Impact Resistance of Annealed Glass Panels

Abstract

Annealed glass is by far the most commonly used glazing material in building construction. The resistant properties of glazing panels to wind loading has been studied for a long time based on quasistatic modeling. More recently, the vulnerability of infrastructure and its protection against acts of terrorism has been receiving a great deal of attention, as pioneered by the work of Wu and Hao from within Australia, whereas vulnerability studies by Stewart were specific to glass façades in terrorism scenarios. Emphasis has been on modeling the blast induced pressure and impulses, as they are applied to the panels while the resistant properties of the glazing materials have been based on assumptions used currently in design. Research undertaken by the writers over the past two to three years have revealed scopes of possible improvements to the current models that have been used in defining the resistant properties of glazing materials.

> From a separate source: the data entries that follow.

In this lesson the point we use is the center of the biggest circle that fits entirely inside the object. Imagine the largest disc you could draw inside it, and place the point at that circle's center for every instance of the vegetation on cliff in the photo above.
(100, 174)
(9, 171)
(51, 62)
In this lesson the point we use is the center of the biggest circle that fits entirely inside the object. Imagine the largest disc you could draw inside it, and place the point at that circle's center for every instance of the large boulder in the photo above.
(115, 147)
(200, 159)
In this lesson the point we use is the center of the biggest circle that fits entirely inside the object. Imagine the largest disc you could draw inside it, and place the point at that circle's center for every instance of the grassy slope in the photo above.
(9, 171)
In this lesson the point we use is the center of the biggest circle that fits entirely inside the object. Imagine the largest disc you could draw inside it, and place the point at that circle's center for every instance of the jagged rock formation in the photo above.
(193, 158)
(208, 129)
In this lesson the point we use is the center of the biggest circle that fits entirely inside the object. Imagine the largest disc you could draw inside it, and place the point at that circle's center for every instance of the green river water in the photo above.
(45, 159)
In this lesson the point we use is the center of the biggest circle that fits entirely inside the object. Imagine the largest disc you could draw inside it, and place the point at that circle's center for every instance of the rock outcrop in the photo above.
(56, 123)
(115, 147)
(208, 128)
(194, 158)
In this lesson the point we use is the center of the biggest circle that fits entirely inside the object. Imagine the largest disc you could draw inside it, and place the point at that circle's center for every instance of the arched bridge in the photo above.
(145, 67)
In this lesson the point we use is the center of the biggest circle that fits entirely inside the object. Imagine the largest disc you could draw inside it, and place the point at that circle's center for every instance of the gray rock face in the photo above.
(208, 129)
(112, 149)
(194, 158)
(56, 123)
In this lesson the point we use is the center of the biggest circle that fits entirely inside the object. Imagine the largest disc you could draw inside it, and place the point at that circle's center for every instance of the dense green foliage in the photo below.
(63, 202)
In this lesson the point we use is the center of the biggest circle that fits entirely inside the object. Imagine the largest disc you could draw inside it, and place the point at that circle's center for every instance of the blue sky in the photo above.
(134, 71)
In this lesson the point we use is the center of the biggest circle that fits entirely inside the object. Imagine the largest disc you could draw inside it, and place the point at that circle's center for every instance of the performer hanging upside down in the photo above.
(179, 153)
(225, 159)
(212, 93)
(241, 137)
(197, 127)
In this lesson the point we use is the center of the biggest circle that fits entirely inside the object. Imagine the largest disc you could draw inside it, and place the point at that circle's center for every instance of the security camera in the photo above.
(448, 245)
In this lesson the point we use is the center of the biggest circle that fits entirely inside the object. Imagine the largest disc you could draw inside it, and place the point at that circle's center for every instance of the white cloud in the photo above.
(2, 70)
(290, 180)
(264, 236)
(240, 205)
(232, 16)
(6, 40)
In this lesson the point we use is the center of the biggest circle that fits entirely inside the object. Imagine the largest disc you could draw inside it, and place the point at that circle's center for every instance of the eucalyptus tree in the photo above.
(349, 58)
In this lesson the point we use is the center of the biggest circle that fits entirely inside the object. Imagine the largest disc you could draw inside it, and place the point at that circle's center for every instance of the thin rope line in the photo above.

Models based on the well known Weibull distribution, although widely assumed in practice, have been found to be not fully consistent with evidence produced experimentally or by analytical simulations. The interaction of the principal stresses surrounding the crack tip and higher mode effects have also been found to have significant effects on the ultimate behavior of the panel. The accurate modeling of these phenomena is particularly important for large panels. This paper provides an update of the redevelopment of a realistic behavioral model for annealed glazing panels subject to impact action. A new simulation procedure that takes various described phenomena into account is presented in this paper.